My solution was to add three more rows to df, each with the value of the previous day's travel numbers. I did this by passing a string describing the date to pd.to_datetime, using that as the index, assigning the value from the previous day:
df.loc[pd.to_datetime(
'2025-11-25')] = df.loc['2025-11-24']
df.loc[pd.to_datetime('2025-11-26')] = df.loc['2025-11-25']
df.loc[pd.to_datetime('2025-11-27')] = df.loc['2025-11-26']With those in place, I was then able to perform the full assignment:
df['is_thanksgiving'] = False
df.loc[['2019-11-28',
'2020-11-26',
'2021-11-25',
'2022-11-24',
'2023-11-23',
'2024-11-28',
'2025-11-27'], 'is_thanksgiving'] = True
I could then get all of the Thanksgiving days in the data set with:
df.loc[df['is_thanksgiving']]What about finding dates near Thanksgiving? This turns out to be a lot trickier! I started by creating the is_near_thanksgiving column, assigning it a blanket value of False:
df['is_near_thanksgiving'] = False
I then got all of the actual Thanksgiving dates by retrieving the index where is_thanksgiving is True:
thanksgiving_dates = df.loc[df['is_thanksgiving'] == True].index
I then used a for loop to iterate over each of these dates. For each, I found the date that was 4 days earlier using pd.Timedelta and assigned it to start_of_range. I then did the same thing to find the date that was 4 days later, and assigned it to end_of_range. I used print to display the range over which I was working, to help with debugging.
And then I used .loc with a slice, and assigned True to all of the dates within that range of ±4 days of Thanksgiving:
for date in thanksgiving_dates:
start_of_range = date - pd.Timedelta(days=4)
end_of_range = date + pd.Timedelta(days=4)
print(f'Setting from {start_of_range} to {end_of_range}')

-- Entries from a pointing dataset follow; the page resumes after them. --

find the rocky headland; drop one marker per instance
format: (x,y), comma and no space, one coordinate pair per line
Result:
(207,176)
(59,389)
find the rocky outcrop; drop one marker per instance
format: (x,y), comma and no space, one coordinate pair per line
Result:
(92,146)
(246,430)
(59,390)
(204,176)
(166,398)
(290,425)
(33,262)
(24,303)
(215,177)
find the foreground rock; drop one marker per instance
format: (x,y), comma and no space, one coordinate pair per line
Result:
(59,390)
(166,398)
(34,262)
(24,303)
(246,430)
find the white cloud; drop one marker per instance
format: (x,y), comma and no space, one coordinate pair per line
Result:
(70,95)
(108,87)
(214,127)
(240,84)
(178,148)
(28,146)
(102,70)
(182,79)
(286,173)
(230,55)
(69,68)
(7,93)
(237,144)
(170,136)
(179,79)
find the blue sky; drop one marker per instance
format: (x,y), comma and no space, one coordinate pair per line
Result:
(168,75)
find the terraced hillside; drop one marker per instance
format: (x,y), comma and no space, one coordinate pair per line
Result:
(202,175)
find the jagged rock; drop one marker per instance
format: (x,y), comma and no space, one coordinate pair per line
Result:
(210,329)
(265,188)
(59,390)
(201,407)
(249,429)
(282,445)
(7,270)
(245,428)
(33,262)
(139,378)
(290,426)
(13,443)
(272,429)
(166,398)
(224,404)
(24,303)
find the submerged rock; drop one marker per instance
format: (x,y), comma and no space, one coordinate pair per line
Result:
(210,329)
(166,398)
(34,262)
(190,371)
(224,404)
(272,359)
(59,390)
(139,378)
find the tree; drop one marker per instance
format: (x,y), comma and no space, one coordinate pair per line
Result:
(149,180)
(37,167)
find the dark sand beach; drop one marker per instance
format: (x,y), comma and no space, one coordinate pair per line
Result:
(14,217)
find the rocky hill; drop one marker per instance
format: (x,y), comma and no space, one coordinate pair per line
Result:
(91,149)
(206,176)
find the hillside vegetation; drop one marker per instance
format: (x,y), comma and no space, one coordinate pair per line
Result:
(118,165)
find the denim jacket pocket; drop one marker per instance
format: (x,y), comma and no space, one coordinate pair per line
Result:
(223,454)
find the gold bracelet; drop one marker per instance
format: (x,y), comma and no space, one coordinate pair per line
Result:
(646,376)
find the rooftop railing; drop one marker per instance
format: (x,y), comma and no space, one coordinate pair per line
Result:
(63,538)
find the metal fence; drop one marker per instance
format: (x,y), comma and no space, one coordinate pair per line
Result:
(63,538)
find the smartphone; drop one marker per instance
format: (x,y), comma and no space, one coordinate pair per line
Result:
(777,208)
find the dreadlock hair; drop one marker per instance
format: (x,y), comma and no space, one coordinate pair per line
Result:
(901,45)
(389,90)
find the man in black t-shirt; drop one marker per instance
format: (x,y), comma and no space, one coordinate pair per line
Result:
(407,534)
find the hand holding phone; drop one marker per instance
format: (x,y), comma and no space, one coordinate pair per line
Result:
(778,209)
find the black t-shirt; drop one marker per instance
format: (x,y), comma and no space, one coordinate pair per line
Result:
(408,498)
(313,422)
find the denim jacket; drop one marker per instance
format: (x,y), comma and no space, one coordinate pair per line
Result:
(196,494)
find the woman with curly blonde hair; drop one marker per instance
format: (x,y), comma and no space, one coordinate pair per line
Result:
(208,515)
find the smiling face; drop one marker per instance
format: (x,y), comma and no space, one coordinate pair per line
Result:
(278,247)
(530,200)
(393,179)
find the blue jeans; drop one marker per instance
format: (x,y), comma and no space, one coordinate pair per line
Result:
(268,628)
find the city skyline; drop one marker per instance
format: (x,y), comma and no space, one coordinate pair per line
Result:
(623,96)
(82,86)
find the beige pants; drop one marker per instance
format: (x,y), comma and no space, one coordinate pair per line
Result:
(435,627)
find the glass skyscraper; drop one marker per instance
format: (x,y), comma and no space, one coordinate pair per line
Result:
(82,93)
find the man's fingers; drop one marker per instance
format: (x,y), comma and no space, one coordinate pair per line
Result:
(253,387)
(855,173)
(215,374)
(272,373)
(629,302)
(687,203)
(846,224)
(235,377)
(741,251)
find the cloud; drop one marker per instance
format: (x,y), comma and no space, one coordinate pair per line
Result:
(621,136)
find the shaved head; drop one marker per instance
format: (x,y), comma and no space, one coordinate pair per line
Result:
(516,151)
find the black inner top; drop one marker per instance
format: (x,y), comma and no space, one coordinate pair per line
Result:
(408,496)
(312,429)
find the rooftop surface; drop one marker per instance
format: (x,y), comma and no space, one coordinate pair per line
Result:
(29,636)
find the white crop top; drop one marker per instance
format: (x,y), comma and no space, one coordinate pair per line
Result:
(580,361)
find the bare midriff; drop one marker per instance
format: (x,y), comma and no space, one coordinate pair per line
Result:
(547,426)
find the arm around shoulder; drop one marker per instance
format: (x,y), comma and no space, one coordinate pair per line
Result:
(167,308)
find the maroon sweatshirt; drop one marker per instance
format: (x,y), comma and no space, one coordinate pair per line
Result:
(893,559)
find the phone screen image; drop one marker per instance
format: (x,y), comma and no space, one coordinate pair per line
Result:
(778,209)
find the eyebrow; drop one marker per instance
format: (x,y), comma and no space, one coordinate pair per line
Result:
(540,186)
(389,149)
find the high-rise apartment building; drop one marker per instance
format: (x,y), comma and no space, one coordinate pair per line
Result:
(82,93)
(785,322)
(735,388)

df.loc[start_of_range:end_of_range, 'is_near_thanksgiving'] = TrueFinally, I recreated the line plot. With several columns involved, I needed to be a bit fancier, first invoking reset_index to move it back to being a regular column. Then, in my invocation of px.line, I indicated that the x axis should be Date, and the y axis should be Numbers. Then I asked for the color to be set to is_near_thanksgiving. I even added the hover_data keyword argument, so that we could find the actual Thanksgiving days:
px.line(df.reset_index(), y='Numbers', x='Date',
color='is_near_thanksgiving',
hover_data=['is_thanksgiving'])The result:

Plotly drew a separate red line, which isn't quite what I had in mind, but was good enough for our purposes. And you can see that when it around Thanksgiving, we see a real pop in travel just before... and then a real decline on Thanksgiving Day itself. Which matches what many people see, namely less traffic on Thanksgiving but a real upswing just before.